STCRpy generates symmetry mates in these cases to pair pMHC with TCRs in the structure.
Note that symmetry mate generation requires pymol to be installed. By default, symmetry mate generation is enabled, however, it can be toggled by setting:
include_symmetry_mates=False in get_tcr_structure.
tcr_6ulr_paired_antigen = stcrpy.fetch_TCRs("6ulr")
tcr_6ulr_no_antigen = stcrpy.fetch_TCRs("6ulr", include_symmetry_mates=False) # does not generate symmetry mates
STCRpy is currently not configured to handle cases where the antigen peptide is connected to the TCR or MHC chain - this is primarily because the parsing pipeline operates on chain objects and it can be tricky to consistently separate the peptide segment from the remainder of the TCR chain.

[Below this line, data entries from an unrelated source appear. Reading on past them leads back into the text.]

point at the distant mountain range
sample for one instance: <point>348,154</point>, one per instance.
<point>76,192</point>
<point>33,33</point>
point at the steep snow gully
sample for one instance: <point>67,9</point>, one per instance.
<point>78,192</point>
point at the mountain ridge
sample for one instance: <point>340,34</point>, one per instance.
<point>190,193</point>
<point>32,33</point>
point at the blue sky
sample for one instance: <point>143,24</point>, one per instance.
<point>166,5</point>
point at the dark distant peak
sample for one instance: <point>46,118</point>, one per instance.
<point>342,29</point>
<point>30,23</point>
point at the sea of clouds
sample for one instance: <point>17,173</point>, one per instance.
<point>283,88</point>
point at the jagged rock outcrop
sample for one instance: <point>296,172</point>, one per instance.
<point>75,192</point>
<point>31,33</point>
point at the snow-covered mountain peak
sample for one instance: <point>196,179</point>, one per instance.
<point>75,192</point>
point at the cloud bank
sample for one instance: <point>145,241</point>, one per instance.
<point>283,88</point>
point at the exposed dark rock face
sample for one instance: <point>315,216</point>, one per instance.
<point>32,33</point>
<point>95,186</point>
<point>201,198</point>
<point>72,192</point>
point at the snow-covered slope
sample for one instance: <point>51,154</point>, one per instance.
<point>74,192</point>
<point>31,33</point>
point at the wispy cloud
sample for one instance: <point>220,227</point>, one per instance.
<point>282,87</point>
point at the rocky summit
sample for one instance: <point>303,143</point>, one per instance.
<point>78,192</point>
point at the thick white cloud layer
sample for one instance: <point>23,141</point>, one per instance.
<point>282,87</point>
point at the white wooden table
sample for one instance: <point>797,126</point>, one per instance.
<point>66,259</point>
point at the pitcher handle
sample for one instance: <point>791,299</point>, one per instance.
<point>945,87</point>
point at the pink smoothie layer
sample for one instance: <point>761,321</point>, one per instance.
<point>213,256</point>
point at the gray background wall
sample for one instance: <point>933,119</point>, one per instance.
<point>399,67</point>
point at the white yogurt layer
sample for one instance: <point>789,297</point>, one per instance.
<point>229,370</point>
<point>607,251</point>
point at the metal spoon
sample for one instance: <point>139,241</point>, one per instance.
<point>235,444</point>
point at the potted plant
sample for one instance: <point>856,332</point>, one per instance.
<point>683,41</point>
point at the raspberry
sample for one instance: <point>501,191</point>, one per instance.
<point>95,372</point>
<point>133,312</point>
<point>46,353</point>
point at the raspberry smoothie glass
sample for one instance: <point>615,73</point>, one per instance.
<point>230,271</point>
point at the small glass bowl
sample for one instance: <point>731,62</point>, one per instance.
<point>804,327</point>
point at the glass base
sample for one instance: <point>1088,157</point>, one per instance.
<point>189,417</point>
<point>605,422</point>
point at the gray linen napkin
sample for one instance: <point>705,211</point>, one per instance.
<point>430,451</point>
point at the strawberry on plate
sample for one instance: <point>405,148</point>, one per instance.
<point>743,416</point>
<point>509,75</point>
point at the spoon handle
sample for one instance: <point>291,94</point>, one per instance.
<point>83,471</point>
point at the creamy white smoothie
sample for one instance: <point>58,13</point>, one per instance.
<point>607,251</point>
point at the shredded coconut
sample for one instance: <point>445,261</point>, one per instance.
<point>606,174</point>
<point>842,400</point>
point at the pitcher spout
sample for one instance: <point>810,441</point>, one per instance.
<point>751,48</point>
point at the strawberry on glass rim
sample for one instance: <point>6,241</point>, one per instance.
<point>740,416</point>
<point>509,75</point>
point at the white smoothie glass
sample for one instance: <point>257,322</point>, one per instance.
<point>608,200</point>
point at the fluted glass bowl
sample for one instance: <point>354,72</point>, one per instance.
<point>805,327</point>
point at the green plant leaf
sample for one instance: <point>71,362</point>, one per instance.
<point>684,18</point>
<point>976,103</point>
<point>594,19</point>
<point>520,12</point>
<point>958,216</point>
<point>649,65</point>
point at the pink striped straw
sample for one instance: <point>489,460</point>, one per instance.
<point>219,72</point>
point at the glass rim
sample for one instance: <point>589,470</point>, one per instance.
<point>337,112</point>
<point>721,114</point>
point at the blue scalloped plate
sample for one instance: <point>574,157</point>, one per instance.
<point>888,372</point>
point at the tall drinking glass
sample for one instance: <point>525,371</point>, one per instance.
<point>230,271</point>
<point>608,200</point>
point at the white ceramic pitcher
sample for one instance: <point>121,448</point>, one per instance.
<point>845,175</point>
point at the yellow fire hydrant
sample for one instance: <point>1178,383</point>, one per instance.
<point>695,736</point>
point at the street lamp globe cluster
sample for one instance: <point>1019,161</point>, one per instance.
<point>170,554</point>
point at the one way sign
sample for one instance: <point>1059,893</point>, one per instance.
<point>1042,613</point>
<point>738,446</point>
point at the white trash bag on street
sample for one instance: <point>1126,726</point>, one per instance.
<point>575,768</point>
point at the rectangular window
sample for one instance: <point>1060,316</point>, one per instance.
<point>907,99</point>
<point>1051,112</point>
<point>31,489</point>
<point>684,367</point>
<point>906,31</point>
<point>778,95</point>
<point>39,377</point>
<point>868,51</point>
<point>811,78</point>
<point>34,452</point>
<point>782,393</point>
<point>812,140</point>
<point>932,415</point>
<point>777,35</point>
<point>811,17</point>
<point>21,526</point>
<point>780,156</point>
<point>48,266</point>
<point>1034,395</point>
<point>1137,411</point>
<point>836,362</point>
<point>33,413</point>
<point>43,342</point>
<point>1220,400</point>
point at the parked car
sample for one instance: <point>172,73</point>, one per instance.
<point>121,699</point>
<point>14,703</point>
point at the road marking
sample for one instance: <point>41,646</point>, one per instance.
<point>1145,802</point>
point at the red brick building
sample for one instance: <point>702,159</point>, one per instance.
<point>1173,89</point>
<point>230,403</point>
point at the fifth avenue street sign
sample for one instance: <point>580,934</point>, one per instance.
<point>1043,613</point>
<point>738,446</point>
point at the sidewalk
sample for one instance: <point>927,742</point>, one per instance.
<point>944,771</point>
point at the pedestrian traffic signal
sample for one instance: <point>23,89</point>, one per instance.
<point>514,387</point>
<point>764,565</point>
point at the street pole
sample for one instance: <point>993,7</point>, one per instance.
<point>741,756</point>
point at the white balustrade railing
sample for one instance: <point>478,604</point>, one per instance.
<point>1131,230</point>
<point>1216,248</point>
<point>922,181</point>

A known case is PDB code 6MNO.
STCRpy supports gamma-delta TCR parsing, interaction profiling and visusalisation, but is not currently configured to calculate gd-TCR geometry.
STCRpy can be used to calculate and characterise the geometries of TCRs to MHC class II antigen, however, due to the smaller number of complexes we have not fit parametric distributions to the geometry features, which means it is not possible to calculate a geometry score.